Dal 12 al 15 settembre, Benedetto XVI si recherà in Francia in occasione del 150° anniversario delle apparizioni mariane di Lourdes. Accompagniamolo spiritualmente nel suo viaggio e preghiamo con insistenza per quanti soffrono nel corpo o nello spirito, perché il Signore dia loro sollievo. Ricorriamo all’intercessione di Maria, Salus infirmorum, Consolatrix afflictorum; anche perché faccia comprendere loro che queste sofferenze – unite a quelle di Cristo in Croce – risultano molto efficaci per il bene della Chiesa e per la salvezza delle anime.

Il 15 settembre! E il pensiero corre spontaneamente al carissimo don Álvaro, che accolse con la sua pace e la sua serenità abituali il santo peso dell’Opera: magari tu e io sapessimo corrispondere con la sua stessa generosità.

Non posso dilungarmi, soffermandomi sul viaggio che abbiamo fatto in Oriente. Ho pensato molto a nostro Padre, al carissimo don Álvaro, e anche a tutte e tutti voi. Quanto grano da mietere ci aspetta! In India, Hong Kong, Macao, Australia, Nuova Zelanda, Filippine, Singapore e Malesia già si vede il raccolto; e se tutti diamo il nostro appoggio, quanto lontano arriveremo!

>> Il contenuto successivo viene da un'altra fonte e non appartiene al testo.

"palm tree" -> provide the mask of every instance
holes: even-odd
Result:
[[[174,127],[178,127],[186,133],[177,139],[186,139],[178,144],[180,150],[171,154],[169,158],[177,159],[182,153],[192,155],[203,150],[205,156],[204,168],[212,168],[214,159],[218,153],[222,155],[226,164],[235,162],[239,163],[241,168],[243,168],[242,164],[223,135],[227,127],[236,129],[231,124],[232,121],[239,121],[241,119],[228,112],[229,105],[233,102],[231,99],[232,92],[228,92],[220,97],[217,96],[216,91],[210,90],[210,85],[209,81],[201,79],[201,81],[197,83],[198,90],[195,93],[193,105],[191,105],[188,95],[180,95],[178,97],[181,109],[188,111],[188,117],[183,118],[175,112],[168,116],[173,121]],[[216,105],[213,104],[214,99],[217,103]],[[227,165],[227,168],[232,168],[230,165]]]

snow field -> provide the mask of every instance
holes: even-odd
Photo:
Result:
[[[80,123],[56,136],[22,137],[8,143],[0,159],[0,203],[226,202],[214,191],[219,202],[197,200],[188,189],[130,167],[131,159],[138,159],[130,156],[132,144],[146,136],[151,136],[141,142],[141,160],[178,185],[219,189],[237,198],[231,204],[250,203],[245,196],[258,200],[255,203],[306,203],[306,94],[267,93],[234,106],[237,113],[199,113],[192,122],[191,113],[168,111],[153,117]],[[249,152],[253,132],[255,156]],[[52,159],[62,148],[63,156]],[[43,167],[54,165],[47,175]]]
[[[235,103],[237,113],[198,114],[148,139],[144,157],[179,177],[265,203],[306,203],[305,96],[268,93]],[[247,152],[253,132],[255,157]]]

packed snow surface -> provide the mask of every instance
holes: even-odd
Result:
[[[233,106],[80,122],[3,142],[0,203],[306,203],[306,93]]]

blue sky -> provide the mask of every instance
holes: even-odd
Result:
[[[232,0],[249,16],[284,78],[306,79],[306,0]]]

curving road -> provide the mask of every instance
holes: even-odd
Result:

Con grande affetto, vi benedice vostro Padre Javier

Solingen, 1° settembre 2008.

[1] At 9, 15-16.

[2] Gal 2, 19.

[3] Gal 2, 20.

[4] 2 Cor 11, 24-29.

[5] Ibid., 12, 9-10.

[6] Benedetto XVI, Discorso durante l’udienza generale, 8-XI-2006.

[7] 1 Cor 1, 18.

[8] Ibid., 22-25.

[9] San Josemaría, Appunti raccolti durante una meditazione, 15-XII-1948.

[10] San Josemaría, Cammino, n. 762.

[11] Benedetto XVI, Omelia nell’inaugurazione dell’anno paolino, 28-VI-2008.

[12] Benedetto XVI, Omelia presso il Santuario di Mariazell, 8-IX-2007.

[13] San Josemaría, Il Santo Rosario, IV mistero doloroso.